Pemerintahan Mesir tidak sanggup lagi menyelamatkan anak bangsa dari cengkeraman kemiskinan, kebodohan dan masalah-masalah kesehatan serta naiknya harga komoditi di pasaran. Sementara itu, jarang sekali ada yang membantu kondisi Mesir yang sedang carut marut tersebut, meskipun ada, hanya dari pihak-pihak tertentu yang punya kepentingan pribadi dari bantuan yang diberikan. Pemerintahan seperti ini yang mengusir dan memburu para kader Ikhwan, padahal mereka adalah anak bangsa sendiri.
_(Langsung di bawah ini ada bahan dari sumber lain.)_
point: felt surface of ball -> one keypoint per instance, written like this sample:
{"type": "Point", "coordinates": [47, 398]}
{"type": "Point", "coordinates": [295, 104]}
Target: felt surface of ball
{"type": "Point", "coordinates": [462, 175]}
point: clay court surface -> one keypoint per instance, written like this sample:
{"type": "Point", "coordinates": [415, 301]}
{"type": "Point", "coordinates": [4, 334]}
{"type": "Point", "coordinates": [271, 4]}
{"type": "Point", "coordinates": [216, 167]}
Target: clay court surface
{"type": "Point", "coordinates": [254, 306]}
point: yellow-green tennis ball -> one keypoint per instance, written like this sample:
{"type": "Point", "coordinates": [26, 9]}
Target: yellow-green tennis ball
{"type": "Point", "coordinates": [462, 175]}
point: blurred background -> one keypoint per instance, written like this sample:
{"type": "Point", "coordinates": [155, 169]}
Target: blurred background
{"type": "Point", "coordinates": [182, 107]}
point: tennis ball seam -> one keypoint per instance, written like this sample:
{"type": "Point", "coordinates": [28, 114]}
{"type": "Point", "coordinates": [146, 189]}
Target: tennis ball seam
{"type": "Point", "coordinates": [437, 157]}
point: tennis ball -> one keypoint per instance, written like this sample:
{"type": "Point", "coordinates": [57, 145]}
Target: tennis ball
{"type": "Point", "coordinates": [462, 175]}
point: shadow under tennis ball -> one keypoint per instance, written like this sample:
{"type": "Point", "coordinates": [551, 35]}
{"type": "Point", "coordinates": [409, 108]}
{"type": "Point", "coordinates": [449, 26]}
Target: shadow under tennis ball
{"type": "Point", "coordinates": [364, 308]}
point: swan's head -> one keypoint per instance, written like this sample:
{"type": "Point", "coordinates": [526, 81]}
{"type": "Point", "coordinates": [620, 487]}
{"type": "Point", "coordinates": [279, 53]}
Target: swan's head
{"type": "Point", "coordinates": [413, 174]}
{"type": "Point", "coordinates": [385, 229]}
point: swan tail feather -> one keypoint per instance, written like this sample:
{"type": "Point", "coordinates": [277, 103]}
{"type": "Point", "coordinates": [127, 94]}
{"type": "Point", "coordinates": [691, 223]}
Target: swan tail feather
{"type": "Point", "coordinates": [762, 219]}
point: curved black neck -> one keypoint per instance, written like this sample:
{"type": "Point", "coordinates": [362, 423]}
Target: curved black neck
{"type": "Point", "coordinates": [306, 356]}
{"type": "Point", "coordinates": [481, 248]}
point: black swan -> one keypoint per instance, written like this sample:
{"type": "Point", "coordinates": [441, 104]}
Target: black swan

Tak hanya sampai taraf itu, karena pemerintahan juga menuduh mereka telah berbuat kriminal, dan banyak pula di antara kader Ikhwan yang diasingkan serta harta kekayaannya dan aset bisnis mereka disita dan dirampas oleh pemerintah.

Jikalau mau jujur, yaitu di saat yang berbicara adalah bahasa kebenaran dan bukan bahasa kekerasan, niscaya kami akan menhukum Anda para pemegang tampuk kekuasaan dengan sanksi yang seberat-beratnya. Tapi pemerintahan yang dzhalim bersifat temporal saja sedangkan pemerintahan yang berhukum dengan hukum Allah niscaya akan berlanjut hingga hari kiamat kelak. Allah Maha Kuasa atas segala sesuatu, tapi kebanyakan manusia tidak menyadari.

Rezim pemerintahan Ibrahim Abdul Hadi tak hanya sekedar mengusir para kader Ikhwan dari negerinya bahkan dalam medan jihad pun, Ibrahim Abdul Hadi melucuti semua senjata milik Ikhwan -Ini fakta- sehingga Palestina dan rakyatnya menjadi korban. Di samping itu Yahudi juga telah mendapatkan hadiah berharga karena mereka telah lepas dari musuh besar yang geram dan sedang berada dalam kondisi lapar serta tidak takut menghadapi kematian karena mereka telah sering mencicipi rasanya kematian di medan peperangan.